Yes, yes, in addition to this management reserve, as I said, these 50, as I understand it, 59.4 million, it has an impact on the risk parameters of a potential deterioration of macroeconomic prospects. We did not focus on a specific POT. Here is the question whether it is a corporate POT or not. We just anticipate that maybe something is due to this deteriorating macroeconomic situation, there may be risks that will touch individual portfolios, but it is too early to allocate it precisely to individual portfolios. We also created such a reserve during COVID. I don't know if you remember, and Janusz probably has his share.

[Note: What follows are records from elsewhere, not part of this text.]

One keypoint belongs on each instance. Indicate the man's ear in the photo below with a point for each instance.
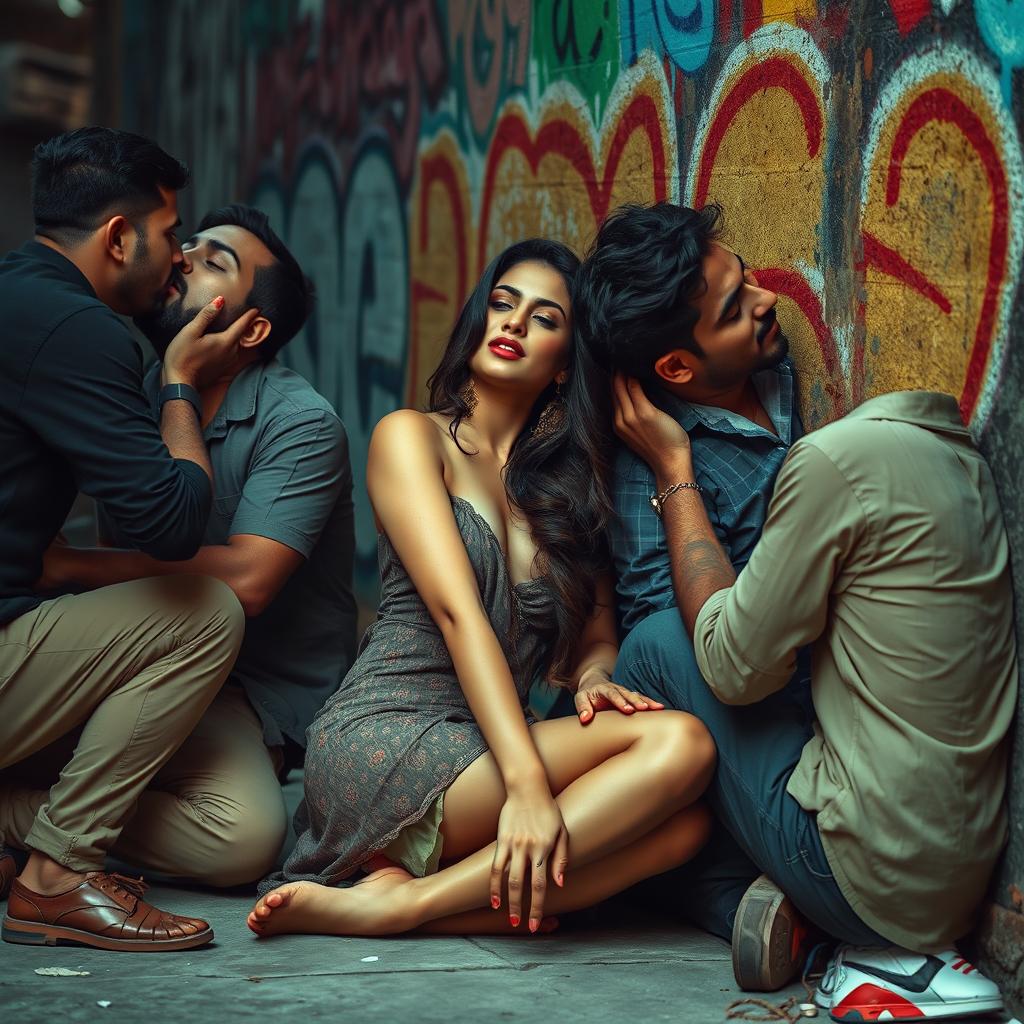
(256, 334)
(676, 367)
(118, 237)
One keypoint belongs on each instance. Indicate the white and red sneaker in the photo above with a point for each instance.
(894, 984)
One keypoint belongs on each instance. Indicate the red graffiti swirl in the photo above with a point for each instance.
(773, 73)
(562, 138)
(944, 105)
(794, 285)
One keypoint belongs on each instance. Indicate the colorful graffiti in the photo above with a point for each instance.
(867, 157)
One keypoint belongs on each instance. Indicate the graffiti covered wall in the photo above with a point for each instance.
(867, 155)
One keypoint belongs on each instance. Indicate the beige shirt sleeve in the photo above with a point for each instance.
(745, 637)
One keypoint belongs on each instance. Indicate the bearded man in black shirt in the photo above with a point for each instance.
(133, 666)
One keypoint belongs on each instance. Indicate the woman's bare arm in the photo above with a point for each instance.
(406, 479)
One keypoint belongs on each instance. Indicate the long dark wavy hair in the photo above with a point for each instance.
(558, 479)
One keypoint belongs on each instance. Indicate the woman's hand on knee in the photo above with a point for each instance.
(597, 692)
(531, 842)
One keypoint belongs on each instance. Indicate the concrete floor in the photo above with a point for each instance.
(622, 965)
(630, 970)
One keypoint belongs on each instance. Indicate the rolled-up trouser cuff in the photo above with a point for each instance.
(67, 848)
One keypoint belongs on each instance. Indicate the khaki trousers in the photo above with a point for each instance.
(134, 666)
(214, 813)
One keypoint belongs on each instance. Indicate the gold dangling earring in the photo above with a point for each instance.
(468, 395)
(552, 416)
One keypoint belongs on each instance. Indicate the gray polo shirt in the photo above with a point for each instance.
(281, 467)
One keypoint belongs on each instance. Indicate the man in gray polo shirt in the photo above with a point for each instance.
(281, 535)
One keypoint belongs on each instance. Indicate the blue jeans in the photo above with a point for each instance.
(758, 748)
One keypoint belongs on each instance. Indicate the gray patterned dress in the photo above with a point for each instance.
(398, 731)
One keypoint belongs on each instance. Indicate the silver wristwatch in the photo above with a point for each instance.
(657, 501)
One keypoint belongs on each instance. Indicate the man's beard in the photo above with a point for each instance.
(162, 324)
(779, 349)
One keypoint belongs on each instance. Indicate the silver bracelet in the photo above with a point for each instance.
(657, 501)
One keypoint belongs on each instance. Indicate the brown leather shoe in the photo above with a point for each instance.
(8, 870)
(768, 938)
(105, 911)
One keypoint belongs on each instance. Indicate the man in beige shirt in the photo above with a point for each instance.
(884, 549)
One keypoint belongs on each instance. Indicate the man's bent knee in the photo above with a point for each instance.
(657, 658)
(238, 848)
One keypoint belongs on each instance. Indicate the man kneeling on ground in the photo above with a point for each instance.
(885, 550)
(281, 536)
(132, 668)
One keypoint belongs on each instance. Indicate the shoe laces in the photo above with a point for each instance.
(134, 887)
(754, 1009)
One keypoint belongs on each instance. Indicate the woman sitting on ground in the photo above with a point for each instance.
(424, 769)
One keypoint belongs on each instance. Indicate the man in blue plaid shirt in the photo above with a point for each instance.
(715, 359)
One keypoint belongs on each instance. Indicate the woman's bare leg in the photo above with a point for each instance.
(616, 779)
(672, 844)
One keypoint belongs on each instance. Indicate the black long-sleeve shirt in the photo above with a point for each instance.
(73, 417)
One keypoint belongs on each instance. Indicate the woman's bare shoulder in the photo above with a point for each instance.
(406, 426)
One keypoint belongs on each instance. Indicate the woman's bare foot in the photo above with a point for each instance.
(379, 904)
(483, 922)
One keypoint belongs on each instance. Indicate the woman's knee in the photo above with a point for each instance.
(683, 754)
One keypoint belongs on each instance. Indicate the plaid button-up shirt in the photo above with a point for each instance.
(735, 462)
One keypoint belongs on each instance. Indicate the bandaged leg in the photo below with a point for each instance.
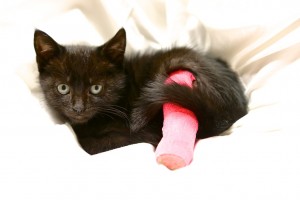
(180, 127)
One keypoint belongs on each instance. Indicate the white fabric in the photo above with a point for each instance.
(259, 159)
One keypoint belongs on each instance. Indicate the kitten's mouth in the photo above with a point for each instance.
(79, 119)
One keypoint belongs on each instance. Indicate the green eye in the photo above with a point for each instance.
(96, 89)
(63, 89)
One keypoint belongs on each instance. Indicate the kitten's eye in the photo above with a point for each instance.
(63, 88)
(96, 89)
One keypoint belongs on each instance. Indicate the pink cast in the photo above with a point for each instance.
(180, 127)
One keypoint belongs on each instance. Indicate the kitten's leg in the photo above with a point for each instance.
(180, 127)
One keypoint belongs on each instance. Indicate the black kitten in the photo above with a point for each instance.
(112, 100)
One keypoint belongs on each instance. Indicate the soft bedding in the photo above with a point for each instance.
(258, 158)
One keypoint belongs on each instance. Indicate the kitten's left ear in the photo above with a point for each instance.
(45, 47)
(114, 49)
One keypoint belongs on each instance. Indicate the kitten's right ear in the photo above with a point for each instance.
(45, 47)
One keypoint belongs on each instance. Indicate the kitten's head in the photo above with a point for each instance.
(80, 82)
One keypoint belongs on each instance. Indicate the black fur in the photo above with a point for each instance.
(129, 107)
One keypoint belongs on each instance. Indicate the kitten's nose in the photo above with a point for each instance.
(78, 106)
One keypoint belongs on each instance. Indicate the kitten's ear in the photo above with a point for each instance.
(45, 47)
(114, 49)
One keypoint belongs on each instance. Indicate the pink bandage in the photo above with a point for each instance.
(180, 127)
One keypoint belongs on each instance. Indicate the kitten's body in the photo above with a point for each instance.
(129, 107)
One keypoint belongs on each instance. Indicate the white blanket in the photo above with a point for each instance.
(258, 159)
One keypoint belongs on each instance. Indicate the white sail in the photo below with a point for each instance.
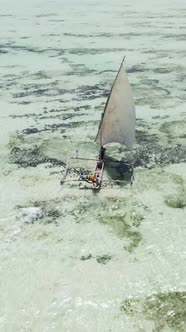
(118, 120)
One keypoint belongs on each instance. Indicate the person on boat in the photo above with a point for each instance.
(91, 177)
(97, 179)
(101, 153)
(99, 164)
(83, 177)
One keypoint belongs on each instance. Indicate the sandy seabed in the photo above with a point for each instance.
(70, 259)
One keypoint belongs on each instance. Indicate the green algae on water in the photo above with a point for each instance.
(166, 310)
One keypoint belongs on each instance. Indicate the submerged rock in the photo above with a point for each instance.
(32, 214)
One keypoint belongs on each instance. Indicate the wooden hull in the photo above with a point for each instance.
(98, 175)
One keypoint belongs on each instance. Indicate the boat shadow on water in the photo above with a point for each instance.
(121, 171)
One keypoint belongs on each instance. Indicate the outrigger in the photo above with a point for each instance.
(117, 125)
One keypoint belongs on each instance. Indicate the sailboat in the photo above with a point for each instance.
(118, 120)
(117, 125)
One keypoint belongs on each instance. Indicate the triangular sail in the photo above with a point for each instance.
(118, 120)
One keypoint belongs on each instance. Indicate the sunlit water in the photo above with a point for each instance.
(72, 260)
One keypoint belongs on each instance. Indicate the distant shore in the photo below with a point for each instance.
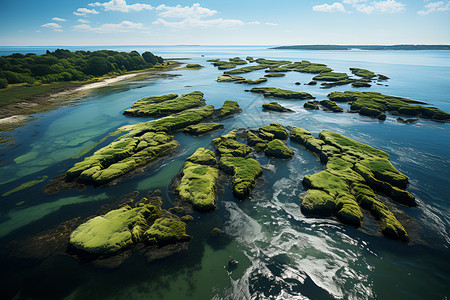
(363, 47)
(15, 114)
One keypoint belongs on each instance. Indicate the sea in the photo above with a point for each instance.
(281, 253)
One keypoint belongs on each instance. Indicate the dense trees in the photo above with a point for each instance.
(64, 65)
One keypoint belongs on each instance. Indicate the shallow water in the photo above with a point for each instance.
(281, 253)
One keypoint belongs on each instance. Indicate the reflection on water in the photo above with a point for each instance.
(281, 254)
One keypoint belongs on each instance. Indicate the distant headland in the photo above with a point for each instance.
(364, 47)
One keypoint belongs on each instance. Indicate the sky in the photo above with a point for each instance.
(223, 22)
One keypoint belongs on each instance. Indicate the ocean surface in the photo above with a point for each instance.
(281, 253)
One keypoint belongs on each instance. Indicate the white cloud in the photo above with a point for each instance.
(435, 7)
(353, 2)
(195, 11)
(84, 11)
(388, 6)
(52, 26)
(124, 26)
(335, 7)
(196, 22)
(122, 6)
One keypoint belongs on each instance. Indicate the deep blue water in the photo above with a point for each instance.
(281, 253)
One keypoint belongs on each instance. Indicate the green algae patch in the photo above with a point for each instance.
(229, 78)
(274, 75)
(230, 147)
(233, 161)
(331, 76)
(275, 106)
(110, 233)
(254, 140)
(198, 186)
(192, 67)
(120, 157)
(331, 105)
(245, 171)
(170, 123)
(167, 231)
(353, 172)
(25, 185)
(276, 130)
(125, 227)
(362, 73)
(202, 128)
(246, 69)
(229, 108)
(280, 93)
(248, 81)
(310, 105)
(376, 105)
(278, 149)
(165, 105)
(198, 182)
(203, 156)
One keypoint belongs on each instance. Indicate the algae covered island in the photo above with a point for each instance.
(224, 150)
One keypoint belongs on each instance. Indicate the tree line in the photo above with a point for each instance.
(64, 65)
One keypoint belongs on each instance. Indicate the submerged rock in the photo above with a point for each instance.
(362, 73)
(376, 105)
(165, 105)
(199, 179)
(245, 171)
(278, 149)
(233, 161)
(331, 76)
(122, 228)
(310, 105)
(353, 171)
(280, 93)
(331, 105)
(275, 106)
(202, 128)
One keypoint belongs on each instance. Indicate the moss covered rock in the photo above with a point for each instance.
(353, 171)
(362, 73)
(376, 105)
(167, 231)
(274, 75)
(310, 105)
(203, 156)
(202, 128)
(278, 149)
(122, 228)
(275, 106)
(245, 171)
(248, 81)
(229, 108)
(229, 78)
(121, 157)
(331, 76)
(155, 106)
(330, 105)
(274, 129)
(280, 93)
(198, 186)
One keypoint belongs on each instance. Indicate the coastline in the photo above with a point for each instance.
(16, 114)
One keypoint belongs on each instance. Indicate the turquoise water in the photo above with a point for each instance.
(281, 253)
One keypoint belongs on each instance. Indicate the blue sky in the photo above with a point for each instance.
(223, 22)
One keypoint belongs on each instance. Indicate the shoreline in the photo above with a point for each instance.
(16, 114)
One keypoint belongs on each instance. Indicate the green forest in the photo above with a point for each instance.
(64, 65)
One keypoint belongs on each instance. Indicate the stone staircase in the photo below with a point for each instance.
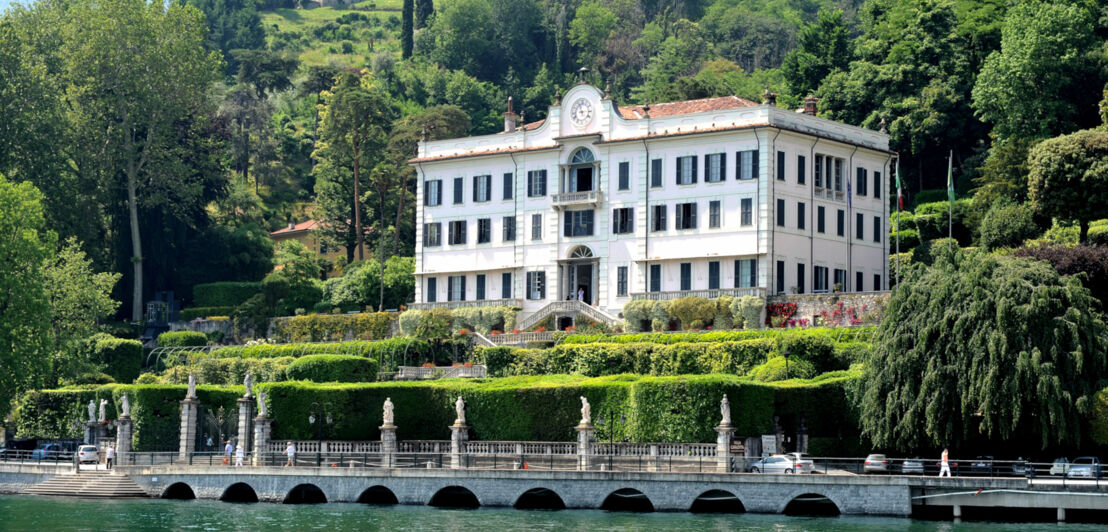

I don't know if Maciej would like to add anything here? No, actually, this 59.4 reserve is a potential impact on risk parameters in all wallets. And this is the so-called post-model adjustment, which we also did with COVID. In the second quarter, there will be a full and accurate analysis of the risk parameters on all models, on all portfolios. We will see if the scale of this reserve will be reflected in the parameters, whether it will be sufficient or not. We are at the beginning of April, so we will see what the second quarter will bring. Big uncertainty, potential worsening of perspectives, it all causes that such a reserve on some scale should be created now. I don't see any more questions.
Agnieszka, is there anything else? No, nothing more has come in the meantime, so we answered all the questions that came up.
Dziękujemy zatem bardzo.
Dziękujemy bardzo i jakby jeszcze jakieś pytania były, to wpiszemy oczywiście.
Dziękujemy.
Miłego dnia. Miłego dnia. Do widzenia.